TensorFlow

TensorFlow is an open-source framework for machine learning created by Google. It supports deep-learning and general numerical computations on CPUs, GPUs, and clusters of GPUs. It is subject to the terms and conditions of the Apache 2.0 License.

The following sections provide guidance on installing TensorFlow on Databricks and give an example of running TensorFlow programs.

Note

This guide is not a comprehensive guide on TensorFlow. See the TensorFlow website.

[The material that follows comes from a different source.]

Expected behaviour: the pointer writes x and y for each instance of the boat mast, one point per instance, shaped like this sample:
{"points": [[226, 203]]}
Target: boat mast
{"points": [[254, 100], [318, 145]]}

TensorFlow versions included in Databricks Runtime ML

Databricks Runtime for Machine Learning includes TensorFlow and TensorBoard so you can use these libraries without installing any packages. Here are the TensorFlow versions included:

Databricks Runtime ML Version TensorFlow Version
7.0 - 7.2 2.2.0
6.3 - 6.6 1.15.0

Install TensorFlow

This section provides instructions for installing or downgrading TensorFlow on Databricks Runtime for Machine Learning and Databricks Runtime, so that you can try out the latest features in TensorFlow. Due to package dependencies, there might be compatibility issues with other pre-installed packages. After installation, you can verify the installed version by executing the following command in a Python notebook:

import tensorflow as tf
print([tf.__version__, tf.test.is_gpu_available()])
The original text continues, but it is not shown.